Comparison of MN induction methods

Reference	Efficiency (%)	Total days	Differentiation approach	Key molecules	Disease recapitulation
Du et al., 2015	95 (/DAPI))	28	small molecule	N2, B27, CHIR, DMH1, SB, RA, PMN, VPA, BDNF, CNTF, IGF-1, compound E	SOD, neurite fragmentation
Goto et al. (2017)	30 (/DAPI)	21	Sendai virus	SB, dorsomorphin, SeV-TFs, RA, SAG, N2, B27, BDNF, GDNF, NT-3	SOD, TDP-43 aggregation
Sepehrimanesh and Ding (2020)	>90 (/TUBB+)	39	lentivirus	Lentivirus-TFs, β-ME, N2, NEAA, heparin, bFGF, EGF, B27, forskolin, BDNF, GDNF, NT-3	not mentioned
Present paper	80 (/DAPI)	21	Sendai virus	CHIR, SB, dorsomorphin, SeV-TFs, B27, BDNF, GDNF, RA, AA, DAPT, PD	FUS, TDP-43 aggregation, neurite length, survival

There were interesting discrepancies in the neurite analysis and survival analysis of TARDBP^WT/N345K and FUS^WT/P525L (Figures 4B and 5C). TARDBP^WT/N345K did not have a lower survival probability despite showing shorter neurites, while FUS^WT/P525L did not show shorter neurites despite having a lower survival probability. These discrepancies may be due to a limitation in the protocol or could reflect differences in the molecular pathways by which these mutations affect LMNs. For example, the WT/N345K mutation of TARDBP may work “backwards” in that it first affects neurites, and the WT/P525L mutation of FUS may affect “forwards” in that it is lethal for the cell but has a delayed effect on the neurites. Investigating these differences may reveal more detailed molecular mechanisms underlying ALS pathology.

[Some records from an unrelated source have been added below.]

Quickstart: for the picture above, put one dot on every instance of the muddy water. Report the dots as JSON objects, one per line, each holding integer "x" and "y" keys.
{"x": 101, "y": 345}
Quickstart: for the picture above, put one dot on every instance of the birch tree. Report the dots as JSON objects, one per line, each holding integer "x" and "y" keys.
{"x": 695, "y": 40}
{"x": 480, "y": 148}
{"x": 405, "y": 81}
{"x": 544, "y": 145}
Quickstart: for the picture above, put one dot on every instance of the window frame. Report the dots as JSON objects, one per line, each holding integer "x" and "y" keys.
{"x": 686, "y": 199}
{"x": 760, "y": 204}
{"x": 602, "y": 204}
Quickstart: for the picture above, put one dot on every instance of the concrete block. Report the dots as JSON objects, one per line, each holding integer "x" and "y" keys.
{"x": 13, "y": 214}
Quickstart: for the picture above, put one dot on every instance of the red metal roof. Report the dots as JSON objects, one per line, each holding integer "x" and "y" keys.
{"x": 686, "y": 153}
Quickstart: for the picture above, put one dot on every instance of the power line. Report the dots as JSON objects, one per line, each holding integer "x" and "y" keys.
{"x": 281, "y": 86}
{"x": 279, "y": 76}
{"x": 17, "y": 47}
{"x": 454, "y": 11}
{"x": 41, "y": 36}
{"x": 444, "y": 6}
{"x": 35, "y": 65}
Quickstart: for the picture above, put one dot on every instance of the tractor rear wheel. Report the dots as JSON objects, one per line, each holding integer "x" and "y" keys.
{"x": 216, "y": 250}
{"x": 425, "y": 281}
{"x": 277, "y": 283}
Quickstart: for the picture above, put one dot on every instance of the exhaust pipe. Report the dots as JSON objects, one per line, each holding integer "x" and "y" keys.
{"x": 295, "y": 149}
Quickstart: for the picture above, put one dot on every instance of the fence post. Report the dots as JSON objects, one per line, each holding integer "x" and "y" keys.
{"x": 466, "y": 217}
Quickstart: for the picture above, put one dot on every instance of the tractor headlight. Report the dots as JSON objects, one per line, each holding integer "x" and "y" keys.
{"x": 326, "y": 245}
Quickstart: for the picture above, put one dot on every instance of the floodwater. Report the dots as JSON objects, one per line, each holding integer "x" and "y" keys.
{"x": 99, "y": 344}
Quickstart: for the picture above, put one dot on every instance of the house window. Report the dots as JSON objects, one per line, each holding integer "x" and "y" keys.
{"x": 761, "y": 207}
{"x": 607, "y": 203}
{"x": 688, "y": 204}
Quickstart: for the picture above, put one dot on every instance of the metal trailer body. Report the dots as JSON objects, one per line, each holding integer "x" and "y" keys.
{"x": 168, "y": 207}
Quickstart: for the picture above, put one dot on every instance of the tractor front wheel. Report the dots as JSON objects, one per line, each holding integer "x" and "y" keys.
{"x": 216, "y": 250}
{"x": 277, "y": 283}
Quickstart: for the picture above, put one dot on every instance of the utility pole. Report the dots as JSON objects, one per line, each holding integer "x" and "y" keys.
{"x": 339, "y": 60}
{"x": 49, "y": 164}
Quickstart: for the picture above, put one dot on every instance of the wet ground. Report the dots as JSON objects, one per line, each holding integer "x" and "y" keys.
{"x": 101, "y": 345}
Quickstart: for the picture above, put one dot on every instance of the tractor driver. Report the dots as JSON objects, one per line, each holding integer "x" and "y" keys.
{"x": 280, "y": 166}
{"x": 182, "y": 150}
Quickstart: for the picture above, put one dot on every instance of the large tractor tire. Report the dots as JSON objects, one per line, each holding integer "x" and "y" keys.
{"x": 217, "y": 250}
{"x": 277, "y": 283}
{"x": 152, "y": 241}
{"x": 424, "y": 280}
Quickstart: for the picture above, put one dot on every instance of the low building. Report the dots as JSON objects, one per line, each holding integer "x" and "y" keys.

Our rapid differentiation and scoring methods have potential to accelerate drug screening (Okano and Morimoto, 2022; Bonaventura et al., 2021) and facilitate reverse translational research by comparing the therapeutic effects of candidate drugs in both in vitro and in vivo models (Morimoto et al., 2023). Over the past decade, several drugs have entered clinical trials based on preclinical tests or screenings using MNs derived from iPSCs or embryonic stem cells (ESCs) (Table 2). However, these screenings predominantly rely on a limited number of iPSC lines with genetic mutations, despite the fact that sporadic ALS cases account for approximately 90% of the total. This is partly because screenings using genetically mutated cell lines can produce clearer results with fewer lines. In contrast, drug screening for sporadic ALS requires a larger and more diverse set of cell lines due to the heterogeneous nature of the disease, which makes achieving clear results more challenging with only a few lines. Our rapid differentiation and scoring methods could broaden the scope of drug screening by including a wider range of sporadic ALS cell lines.

Table 2.

Drug developments based on induced MNs

Reference	Efficiency (%) Isl1 or HB9	Total days	Differentiation approach	Rescued phenotype	Number of tested drugs	Number of tested ALS patient-derived cell line	Features of tested cell lines	Drug
Donnelly et al. (2013)	30–40	40–45	small molecule	C9orf72 RNA level, nuclear GGGGCC RNA foci, Glutamate exposure susceptibility	5 (antisense oligo)	4	C9orf72	antisense oligo
Wainger et al. (2014)	N.A. (FACS purified)	52	small molecule	hyperexcitability	1	2	SOD1	ezogabine (retigabine)
Naujock et al. (2016)	60-67 (/DAPI)	>42	small molecule	spontaneous activity, ion channel imbalance	1	6	SOD1, FUS	4-aminopyridine (4AP)
Imamura et al. (2017)	60 (/DAPI)	14	TFs polycistronic vector	misfolded SOD1, survival	1,416	1	SOD1	bosutinib
Guo et al. (2017)	80 (/DAPI)	32–38	small molecule	FUS mis-localization, hyperexcitability, axonal transport	1	3	FUS	ACY-738/Tubastatin A
Fujimori et al. (2018)	65 (/DAPI)	60	small molecule	FUS and TDP-43 aggregation/mis-localization, neurite length, LDH leakage, CC3	1,232	4	TDP-43, FUS	ropinirole
Thams et al. (2019)	40 (/DAPI)	31	small molecule	survival (under ER stress)	1,275	1	SOD1 (edited ESC)	TUDCA

Furthermore, our methods have the potential to enable personalized drug screening. ALS symptoms progress rapidly, rendering daily physical activities impossible within 1–2 years. Therefore, the rapid establishment of patient-derived iPSCs and drug screening of MNs is essential for precision medicine. Although there are many challenges to the practical application of personalized medicine using iPSCs (Shin et al., 2018; Novelli et al., 2022; Palasantzas et al., 2023; Nguyen et al., 2022), our method can shorten the time required for drug screening and contribute to practical applications.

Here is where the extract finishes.